Washington. Guatemalas Innenminister Enrique Degenhardt hat am Freitag eine kontroverse Vereinbarung mit der US-Regierung unterzeichnet, die das mittelamerikanische Land de facto zu einem sicheren Drittstaat erklärt. Das guatemaltekische Verfassungsgericht hatte unlängst zuvor Präsident James Morales untersagt, einen Staatsvertrag ähnlichen Inhalts ohne Zustimmung des Kongresses zu unterschreiben. In Guatemala wird deshalb die Rechtmäßigkeit des Übereinkommens bezweifelt.

Die Vereinbarung gilt zunächst für zwei Jahre und kann von beiden Seiten mit dreimonatigem Vorlauf aufgekündigt werden. Sie soll es den USA ermöglichen, Migranten, die über Guatemala angereist waren, dort aber keinen Asylantrag gestellt hatten, wieder in das mittelamerikanische Land zurückzuschicken, erklärte dass US-Heimatschutzministerium. Hierzu soll eigens ein Auffangzentrum in Guatemala errichtet werden, in dem ein solcher Antrag für die USA gestellt werden kann. Illegal eingereiste Guatemalteken sollen in einem Schnellverfahren wieder in die Heimat geschickt werden.

Staatsbürger welchen Landes konkret betroffen sein werden, definiert die Vereinbarung selbst allerdings nicht. In einer Presseerklärung erklärte Guatemalas Regierung, von den Rückführungen werden vor allem Personen aus Honduras und El Salvador betroffen sein. 

Beide Regierungen einigten sich darauf, die Umsetzung gemeinsam zu planen und schrittweise in einem graduellen Prozess durchzuführen. Dabei werde sich zeigen, wie viele Migranten zurückgeführt werden können. Die USA wollen die Mittelamerikaner dabei unterstützen, ihre institutionellen Kapazitäten hierfür auszubauen, machten aber auch deutlich, dass sie in Guatemala keine Verantwortung für die Migranten tragen. 

Während die US-Regierung die unterzeichnete Vereinbarung "Sicherer-Drittstaat-Abkommen" nennt, bezeichnete Präsident Morales sie als "Kooperationsabkommen zur Prüfung von Schutzgesuchen" sowie "Internationale Solidarität für Migranten". Beobachter gehen davon aus, dass Guatemalas Regierung mit der Namensgebung einem erneuten Konflikt mit dem Verfassungsgericht aus dem Weg gehen möchte.

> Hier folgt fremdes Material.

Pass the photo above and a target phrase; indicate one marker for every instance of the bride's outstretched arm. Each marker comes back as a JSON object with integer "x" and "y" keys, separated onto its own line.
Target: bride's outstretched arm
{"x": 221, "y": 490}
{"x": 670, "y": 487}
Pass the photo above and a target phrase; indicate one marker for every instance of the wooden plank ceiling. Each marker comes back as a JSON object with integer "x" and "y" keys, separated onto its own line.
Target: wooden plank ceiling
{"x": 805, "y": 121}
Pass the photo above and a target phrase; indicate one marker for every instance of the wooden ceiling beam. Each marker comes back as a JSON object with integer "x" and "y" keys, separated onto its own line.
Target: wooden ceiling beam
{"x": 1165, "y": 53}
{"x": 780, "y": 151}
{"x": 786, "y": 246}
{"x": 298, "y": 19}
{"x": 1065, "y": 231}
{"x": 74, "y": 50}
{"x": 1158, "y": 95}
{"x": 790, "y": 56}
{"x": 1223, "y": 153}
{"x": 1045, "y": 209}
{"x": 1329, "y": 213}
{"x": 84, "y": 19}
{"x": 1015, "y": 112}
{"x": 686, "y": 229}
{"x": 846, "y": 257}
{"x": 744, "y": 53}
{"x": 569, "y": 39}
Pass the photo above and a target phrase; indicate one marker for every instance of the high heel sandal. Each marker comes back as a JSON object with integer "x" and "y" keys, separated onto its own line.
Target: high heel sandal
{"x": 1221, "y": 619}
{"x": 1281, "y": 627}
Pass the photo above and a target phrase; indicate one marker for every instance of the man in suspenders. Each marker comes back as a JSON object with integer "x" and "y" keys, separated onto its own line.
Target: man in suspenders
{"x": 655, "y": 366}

Das Gericht hatte einen ähnlich ausgearbeiteten Vertrag gestoppt und verfügt, er müsse vor einer Unterzeichnung durch Morales näher erläutert und dem Kongress zur Abstimmung vorgelegt werden. Guatemalas Staatschef erklärte nun, die neue Vereinbarung müsse nicht durch den Kongressverabschiedet werden, da die Umsetzung der geplanten Vorhaben weniger als ein Prozent des Haushalts betreffe. Inwieweit das Verfassungsgericht gegen die neue Vereinbarung vorgehen wird, ist bislang unklar.

Nach dem Urteil des Gerichts hatte US-Präsident Donald Trump damit gedroht, Geldüberweisungen von Guatemalteken in den USA Richtung Heimat (Remesas) mit höheren Abgaben oder Steuern zu belegen. Die gesandten Beträge sind in den letzten Jahren stark angestiegen und werden für das vergangene Jahr auf insgesamt neun Milliarden US Dollar geschätzt. Für viele guatemaltekische Familien sind diese Gelder zum Überleben unverzichtbar. Laut aktuellen Zahlen der guatemaltekischen Zeitung Prensa libre leben 59,3 Prozent der Bevölkerung in Armut; 46,5 Prozent aller Kinder sind chronisch unterernährt.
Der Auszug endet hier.